Original equipment manufacturers (OEMs) across the U.S. will be pleased to know that the industry is continuing its upward trend. The Institute for Supply Management's (ISM's) latest monthly Manufacturing ISM Report on Business indicated that October was the 17th consecutive month of expansion for manufacturing, aligning with the overall economy, which is on a 65-month streak of growth. For some, such as the food and beverage sectors, this is due to the upcoming holiday season. Others are seeing positive changes thanks to factors such as high demand and low material costs. All but two of the 18 sectors measured in the report showed growth, with the majority of indexes growing faster than they have in recent months.

Industry expansion is a clear indicator that OEMs should be bolstering their operations to ensure they can meet the increasing demand, and the ISM report provides details concerning how various aspects of the industry are functioning. This information can be used to hone supply chain management strategies and move toward lean manufacturing.

Just how well is the industry doing?
Last month, the ISM report indicated that the September Purchasing Managers Index (PMI) stood at 56.6 percent. Anything over 43.2 percent points toward positive conditions, and from September to October, the PMI rose 2.4 percentage points to 59 percent. The report also looks into how a handful of different factors are faring. New Orders, for instance, is doing the best. With a 5.8 percent month-over-month improvement, this index is currently in the highest standing at 65.8 percent, and it has seen consecutive growth in line with that of the overall index. Supplier deliveries are not far behind, with 4 percent growth, but the rate of change for this index is slowing down. This could indicate that OEMs might experience increased lead times, stock outs or production delays if they do not plan accordingly.
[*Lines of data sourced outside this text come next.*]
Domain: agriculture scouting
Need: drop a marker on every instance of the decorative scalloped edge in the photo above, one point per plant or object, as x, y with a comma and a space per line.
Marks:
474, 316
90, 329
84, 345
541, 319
How has the growth impacted the cost of materials?
Along with industry growth comes increases in the price of commodities like metals, fuel and class C components. This can be affected by other factors, such as availability of raw materials, global economic and political conditions and more. The ISM Report highlights those materials which increased or decreased in price as well as those that may have been in short supply the previous month, and this information can help OEMs better plan their inventory management in terms of budgeting and logistics. For instance, in October stainless steel, polypropylene, electrical components and MRO supplies all saw increases in cost. Electrical components were also in short supply last month, which likely drove up their prices. Prices fell for copper, corn-based products, silver, galvanized steel, gasoline, diesel and carbon steel. Aluminum fluctuated throughout the month, indicating this material could be relatively unstable.

How can OEMs put this information to work?
Armed with the most up-to-date information regarding the industry, OEMs can make moves to take advantage of things like an increase in new orders or a decrease in the cost of a material they use. They are also better equipped to avoid pitfalls that could cause trouble for the supply chain. Take supplier deliveries, for instance: only Paper Products reported faster supplier deliveries, while other manufacturing sectors – such as transportation equipment; food, beverage and tobacco products; machinery; primary metals; and fabricated metal products – saw deliveries slow down in October. OEMs, knowing this was an issue last month, could resolve it by establishing a vendor managed inventory (VMI) program with a supplier that can take charge of inventory management and delivery, reducing the risk of stock outs and delivery delays.